ICSID Experdited Arbitration is tempting; however, old sins make long shadows, and the question of changing inter alia the annulment proceeding to be more like an appeal mechanism is still open.

Let me start with a few statistics regarding the whole discussion about, firstly, an appeal mechanism; secondly, the efficiency of the annulment procedure (Article 52 ICSID) and thirdly, the cost of it.

Generally, the discussion is familiar and has been a part of the ICSID reform package since 2022; however, without significant changes.

Putting it in a nutshell, ‘appeal generally focuses on compliance with due process and the substantive correctness of the decision. By contrast, annulment more narrowly focuses on compliance with due process, regardless of errors in applying the law or the findings of fact. Grounds for appeal are normally broader than the usual grounds for annulment’. That is why ‘The role of an ad hoc committee is similar to that of a court of cassation. The ad hoc committee can annul the award (or part of the award) based on one of the grounds enumerated in Article 52(1), but it cannot ‘amend or replace such awards, nor […] re-view the merits of the dispute’.
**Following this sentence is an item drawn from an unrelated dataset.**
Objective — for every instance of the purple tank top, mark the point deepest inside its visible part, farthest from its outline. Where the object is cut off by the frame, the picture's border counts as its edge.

It’s worth adding that in the 2015 and 2018 editions of the QMUL survey, the lack of an appeal mechanism was ranked as the fourth and eighth worst characteristics of international arbitration, respectively. It is especially interesting in the context of the 2020 QMUL-CCIAG Survey Investors’ Perceptions of ISDS, where equal proportions of respondents favoured (35%) and opposed (35%) the inclusion of such a mechanism. At the same time, respondents, as you might expect, those in favour of or not strongly against the appeal, declared:

  1. 77% for the inclusion of a mechanism for the review of serious procedural irregularity
  2. 66% for the inclusion manifest errors of law
  3. 48% for the inclusion manifest errors of merits
  4. 42% for the inclusion manifest errors of fact
  5. 89% of respondents reject the idea of a re-hearing of the tribunal’s factual and legal findings

One more stat needs to be mentioned – there was overall a consensus amongst interviewees that the scope of review on appeal, if introduced, should be strictly defined and limited.

The above proves that in mind that ICSID boasts around 160 parties annually (it can be presumed) and ICSID proceedings involve States from every geographic region of the world, there is ‘insatiable hunger for the changes, e.g. of Article 52 of the ICSID Convention. However, it did not happen, and parties are still looking for justice understood as compliance with the ‘rule of law’, which, e.g. delimits the State’s sovereignty rights (see Article 2 (2) and (7) of the Charter of the United Nations).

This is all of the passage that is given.